JAKARTA –
Sebuah toko yang diduga menjual obat keras dan psikotropika, termasuk jenis tramadol, di kawasan Rawabadak Selatan, Kecamatan Koja, Jakarta Utara, masih tetap beroperasi meskipun warga sudah melaporkannya ke pihak berwenang.
Berdasarkan pantauan di lokasi pada Rabu (1/5/2026), toko tersebut terlihat masih buka dan melayani pembeli. Padahal, warga setempat mengaku sudah beberapa kali melaporkan aktivitas ilegal ini melalui layanan darurat 110, namun hingga saat ini belum ada tindakan tegas yang dilakukan aparat untuk menutupnya.
"Kami sudah lapor ke 110, tapi tokonya masih saja buka. Kami khawatir obat-obatan ini disalahgunakan oleh anak muda atau orang yang tidak bertanggung jawab," ujar salah satu warga yang enggan disebutkan namanya.
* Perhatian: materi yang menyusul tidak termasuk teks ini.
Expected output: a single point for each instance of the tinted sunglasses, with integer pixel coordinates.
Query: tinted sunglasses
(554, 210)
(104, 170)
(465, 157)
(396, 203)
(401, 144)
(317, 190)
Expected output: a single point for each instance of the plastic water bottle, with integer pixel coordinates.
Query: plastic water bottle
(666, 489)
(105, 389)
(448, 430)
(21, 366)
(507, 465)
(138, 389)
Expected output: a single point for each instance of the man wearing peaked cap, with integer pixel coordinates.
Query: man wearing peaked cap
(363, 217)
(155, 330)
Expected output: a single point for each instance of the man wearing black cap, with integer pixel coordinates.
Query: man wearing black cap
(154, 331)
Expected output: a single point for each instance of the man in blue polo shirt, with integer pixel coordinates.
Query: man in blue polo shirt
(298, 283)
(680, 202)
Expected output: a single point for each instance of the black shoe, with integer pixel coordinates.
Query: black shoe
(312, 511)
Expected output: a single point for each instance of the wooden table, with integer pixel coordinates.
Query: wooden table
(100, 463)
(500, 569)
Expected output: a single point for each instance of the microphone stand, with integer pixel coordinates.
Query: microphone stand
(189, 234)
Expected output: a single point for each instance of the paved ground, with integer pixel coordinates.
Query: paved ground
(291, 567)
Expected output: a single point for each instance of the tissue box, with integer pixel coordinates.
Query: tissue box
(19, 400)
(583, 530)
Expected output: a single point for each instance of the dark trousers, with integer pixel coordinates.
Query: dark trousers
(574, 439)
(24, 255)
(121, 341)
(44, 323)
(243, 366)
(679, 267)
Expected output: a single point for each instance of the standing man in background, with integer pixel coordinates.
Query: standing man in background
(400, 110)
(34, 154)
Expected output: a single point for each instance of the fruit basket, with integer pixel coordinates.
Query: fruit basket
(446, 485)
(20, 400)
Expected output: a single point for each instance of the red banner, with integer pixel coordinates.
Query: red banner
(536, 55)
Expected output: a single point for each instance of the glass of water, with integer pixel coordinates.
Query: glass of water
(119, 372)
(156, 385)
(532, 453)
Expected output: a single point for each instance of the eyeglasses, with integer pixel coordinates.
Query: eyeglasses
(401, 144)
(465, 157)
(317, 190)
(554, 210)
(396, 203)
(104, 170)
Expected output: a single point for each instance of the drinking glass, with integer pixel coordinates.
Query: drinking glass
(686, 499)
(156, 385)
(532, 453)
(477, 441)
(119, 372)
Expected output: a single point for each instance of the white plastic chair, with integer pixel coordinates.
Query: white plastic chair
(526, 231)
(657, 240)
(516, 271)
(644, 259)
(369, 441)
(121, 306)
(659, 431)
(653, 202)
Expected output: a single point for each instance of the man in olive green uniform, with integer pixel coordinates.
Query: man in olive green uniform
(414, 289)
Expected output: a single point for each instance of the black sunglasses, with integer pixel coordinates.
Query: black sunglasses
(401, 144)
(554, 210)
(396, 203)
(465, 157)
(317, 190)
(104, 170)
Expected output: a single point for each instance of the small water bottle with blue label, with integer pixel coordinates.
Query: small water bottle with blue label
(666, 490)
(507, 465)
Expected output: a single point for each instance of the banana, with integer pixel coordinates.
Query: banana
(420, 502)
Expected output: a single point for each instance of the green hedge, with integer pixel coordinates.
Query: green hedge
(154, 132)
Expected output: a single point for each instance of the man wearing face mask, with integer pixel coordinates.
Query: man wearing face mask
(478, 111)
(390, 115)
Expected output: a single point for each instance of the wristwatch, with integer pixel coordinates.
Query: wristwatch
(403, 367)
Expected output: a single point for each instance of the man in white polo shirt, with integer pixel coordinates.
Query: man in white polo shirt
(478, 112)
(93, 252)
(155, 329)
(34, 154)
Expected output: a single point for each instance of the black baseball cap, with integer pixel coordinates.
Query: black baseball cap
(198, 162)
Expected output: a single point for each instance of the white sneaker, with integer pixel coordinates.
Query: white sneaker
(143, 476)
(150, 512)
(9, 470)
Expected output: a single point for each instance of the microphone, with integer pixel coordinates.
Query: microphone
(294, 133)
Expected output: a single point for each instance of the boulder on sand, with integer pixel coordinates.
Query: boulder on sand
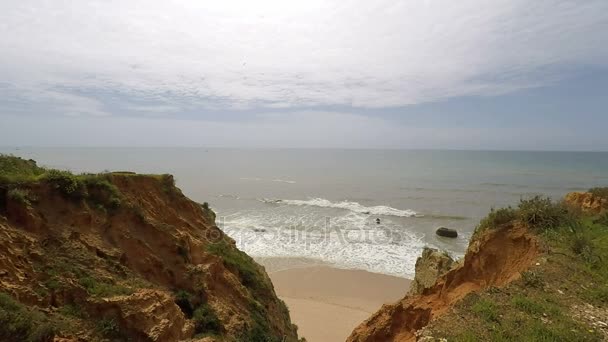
(446, 232)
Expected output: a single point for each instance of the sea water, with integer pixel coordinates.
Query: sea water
(363, 209)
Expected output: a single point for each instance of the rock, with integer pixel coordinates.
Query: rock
(446, 232)
(151, 314)
(431, 265)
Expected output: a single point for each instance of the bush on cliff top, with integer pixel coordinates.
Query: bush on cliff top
(600, 192)
(537, 212)
(15, 169)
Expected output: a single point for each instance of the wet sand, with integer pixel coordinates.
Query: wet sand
(328, 303)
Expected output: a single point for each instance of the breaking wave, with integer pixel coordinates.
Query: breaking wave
(346, 205)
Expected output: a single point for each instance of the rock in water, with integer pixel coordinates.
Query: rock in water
(431, 265)
(446, 232)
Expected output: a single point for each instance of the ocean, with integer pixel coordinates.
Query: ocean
(324, 204)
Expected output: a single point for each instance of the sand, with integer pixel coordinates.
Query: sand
(328, 303)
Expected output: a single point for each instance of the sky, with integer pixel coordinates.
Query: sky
(467, 74)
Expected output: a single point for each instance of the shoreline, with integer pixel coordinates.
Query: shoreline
(327, 303)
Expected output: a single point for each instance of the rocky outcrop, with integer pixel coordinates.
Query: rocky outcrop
(123, 256)
(587, 202)
(429, 267)
(495, 258)
(446, 232)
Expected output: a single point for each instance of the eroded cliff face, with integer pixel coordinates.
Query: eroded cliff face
(129, 257)
(494, 258)
(429, 267)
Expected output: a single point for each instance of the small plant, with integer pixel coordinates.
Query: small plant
(527, 305)
(71, 311)
(102, 192)
(600, 192)
(486, 309)
(103, 289)
(20, 196)
(498, 217)
(108, 327)
(183, 252)
(532, 279)
(603, 219)
(242, 264)
(205, 320)
(17, 323)
(183, 299)
(541, 212)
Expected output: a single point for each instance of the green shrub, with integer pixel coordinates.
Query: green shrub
(205, 320)
(600, 192)
(71, 311)
(532, 279)
(17, 323)
(108, 327)
(19, 195)
(16, 170)
(67, 183)
(541, 212)
(527, 305)
(602, 219)
(103, 289)
(597, 295)
(486, 309)
(243, 264)
(102, 192)
(183, 299)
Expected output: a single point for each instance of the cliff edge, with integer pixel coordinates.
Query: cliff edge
(536, 272)
(123, 257)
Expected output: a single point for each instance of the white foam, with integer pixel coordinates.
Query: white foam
(346, 205)
(352, 241)
(277, 180)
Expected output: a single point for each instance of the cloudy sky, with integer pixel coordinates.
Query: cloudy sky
(467, 74)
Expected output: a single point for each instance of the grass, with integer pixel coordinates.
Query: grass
(108, 327)
(253, 278)
(15, 170)
(538, 213)
(18, 195)
(71, 310)
(539, 306)
(486, 309)
(183, 299)
(18, 323)
(600, 192)
(206, 321)
(98, 288)
(250, 274)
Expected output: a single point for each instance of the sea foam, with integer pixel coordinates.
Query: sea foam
(346, 205)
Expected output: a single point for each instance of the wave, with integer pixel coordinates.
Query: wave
(346, 205)
(277, 180)
(444, 217)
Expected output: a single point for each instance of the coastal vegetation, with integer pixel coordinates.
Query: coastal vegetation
(114, 256)
(562, 297)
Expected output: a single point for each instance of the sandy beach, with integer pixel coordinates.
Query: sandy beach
(328, 303)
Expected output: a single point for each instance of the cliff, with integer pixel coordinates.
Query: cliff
(123, 257)
(533, 273)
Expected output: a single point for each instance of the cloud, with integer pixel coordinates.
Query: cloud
(303, 129)
(279, 54)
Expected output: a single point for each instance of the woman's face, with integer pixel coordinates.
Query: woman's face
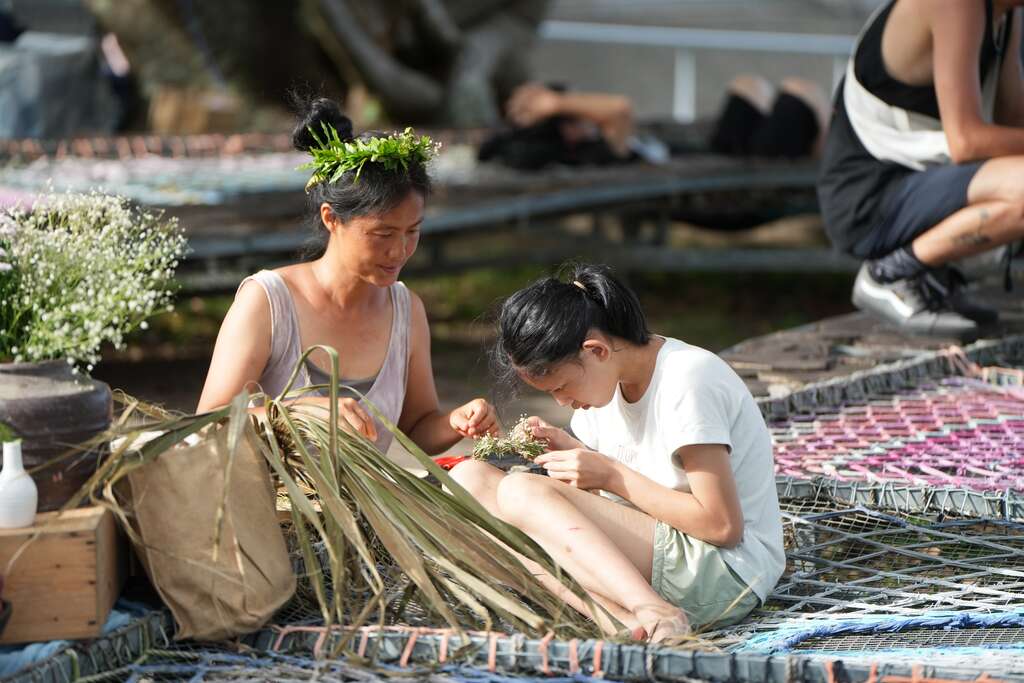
(587, 381)
(376, 248)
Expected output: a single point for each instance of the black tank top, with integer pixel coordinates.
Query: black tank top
(852, 183)
(871, 72)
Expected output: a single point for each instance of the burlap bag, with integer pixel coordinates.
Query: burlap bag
(174, 500)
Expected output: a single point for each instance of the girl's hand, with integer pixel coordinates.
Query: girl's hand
(474, 419)
(558, 439)
(579, 467)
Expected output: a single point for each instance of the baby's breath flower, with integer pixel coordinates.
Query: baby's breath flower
(82, 269)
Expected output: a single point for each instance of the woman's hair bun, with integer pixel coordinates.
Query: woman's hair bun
(312, 115)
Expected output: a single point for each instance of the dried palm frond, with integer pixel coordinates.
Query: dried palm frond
(376, 542)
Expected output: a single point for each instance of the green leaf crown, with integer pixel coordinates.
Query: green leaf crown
(334, 157)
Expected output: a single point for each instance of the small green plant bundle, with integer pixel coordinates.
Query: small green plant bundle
(519, 442)
(78, 270)
(336, 157)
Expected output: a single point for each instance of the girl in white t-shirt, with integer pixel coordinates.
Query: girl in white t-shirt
(687, 530)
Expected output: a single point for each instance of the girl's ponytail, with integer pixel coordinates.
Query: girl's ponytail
(623, 315)
(549, 321)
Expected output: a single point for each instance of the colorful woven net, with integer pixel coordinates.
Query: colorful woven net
(957, 432)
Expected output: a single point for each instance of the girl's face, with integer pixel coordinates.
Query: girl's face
(588, 381)
(376, 248)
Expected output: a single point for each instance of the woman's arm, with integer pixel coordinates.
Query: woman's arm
(957, 29)
(711, 512)
(242, 350)
(422, 418)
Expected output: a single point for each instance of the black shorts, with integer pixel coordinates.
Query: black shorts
(913, 204)
(790, 130)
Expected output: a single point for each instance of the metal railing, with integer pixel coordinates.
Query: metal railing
(686, 42)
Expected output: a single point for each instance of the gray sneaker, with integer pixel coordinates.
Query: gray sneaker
(910, 305)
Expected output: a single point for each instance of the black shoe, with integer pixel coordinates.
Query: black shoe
(909, 304)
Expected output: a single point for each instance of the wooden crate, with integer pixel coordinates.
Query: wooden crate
(66, 581)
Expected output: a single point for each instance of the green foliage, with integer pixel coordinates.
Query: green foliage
(335, 157)
(7, 433)
(518, 442)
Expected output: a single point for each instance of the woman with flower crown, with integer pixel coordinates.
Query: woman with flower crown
(368, 196)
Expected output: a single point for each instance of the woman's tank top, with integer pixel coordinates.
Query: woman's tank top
(386, 391)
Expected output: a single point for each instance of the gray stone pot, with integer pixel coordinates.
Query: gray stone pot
(52, 410)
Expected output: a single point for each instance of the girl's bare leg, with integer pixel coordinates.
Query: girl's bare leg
(607, 547)
(481, 480)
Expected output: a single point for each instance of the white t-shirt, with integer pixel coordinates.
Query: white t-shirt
(695, 397)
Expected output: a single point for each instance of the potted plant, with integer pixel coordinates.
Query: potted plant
(77, 271)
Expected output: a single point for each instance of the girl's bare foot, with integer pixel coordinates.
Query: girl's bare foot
(669, 630)
(660, 626)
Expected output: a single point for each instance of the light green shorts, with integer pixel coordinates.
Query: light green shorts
(692, 575)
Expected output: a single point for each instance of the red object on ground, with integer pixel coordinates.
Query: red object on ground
(449, 462)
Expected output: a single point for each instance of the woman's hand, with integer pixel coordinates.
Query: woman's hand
(557, 439)
(474, 419)
(579, 467)
(351, 417)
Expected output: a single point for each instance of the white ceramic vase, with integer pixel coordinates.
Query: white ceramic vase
(17, 492)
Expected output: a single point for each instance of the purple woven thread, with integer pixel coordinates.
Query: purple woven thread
(956, 433)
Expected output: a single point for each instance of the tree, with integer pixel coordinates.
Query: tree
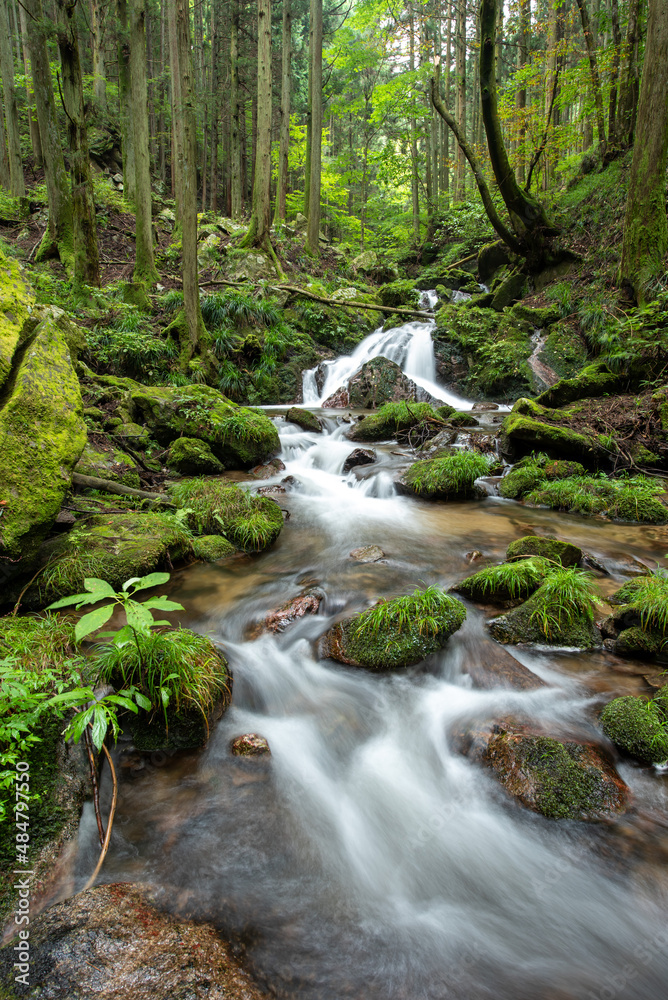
(645, 241)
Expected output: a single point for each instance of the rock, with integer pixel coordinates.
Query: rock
(360, 456)
(637, 727)
(114, 465)
(403, 639)
(192, 457)
(249, 745)
(238, 436)
(367, 553)
(112, 941)
(558, 778)
(304, 419)
(548, 547)
(210, 548)
(42, 435)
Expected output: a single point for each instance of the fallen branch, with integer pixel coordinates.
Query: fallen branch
(92, 483)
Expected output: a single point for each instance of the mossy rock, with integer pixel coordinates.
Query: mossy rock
(210, 548)
(113, 465)
(16, 302)
(304, 419)
(42, 435)
(112, 547)
(564, 553)
(523, 625)
(355, 642)
(192, 457)
(509, 582)
(594, 380)
(238, 436)
(560, 779)
(637, 727)
(451, 477)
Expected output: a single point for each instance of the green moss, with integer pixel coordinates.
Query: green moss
(449, 478)
(219, 507)
(637, 727)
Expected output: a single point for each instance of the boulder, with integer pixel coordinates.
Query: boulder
(115, 941)
(42, 436)
(238, 436)
(304, 419)
(192, 457)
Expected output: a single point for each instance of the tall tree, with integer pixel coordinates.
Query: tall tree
(645, 241)
(17, 185)
(59, 236)
(145, 270)
(313, 232)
Warga berharap adanya tindakan nyata dari kepolisian maupun instansi terkait, seperti Satpol PP atau Dinas Kesehatan, untuk segera menindak tegas dan menutup toko tersebut demi keamanan dan kesehatan masyarakat sekitar.
Hingga berita ini diturunkan, belum ada konfirmasi resmi dari pihak kepolisian terkait status laporan dan tindak lanjut yang akan dilakukan.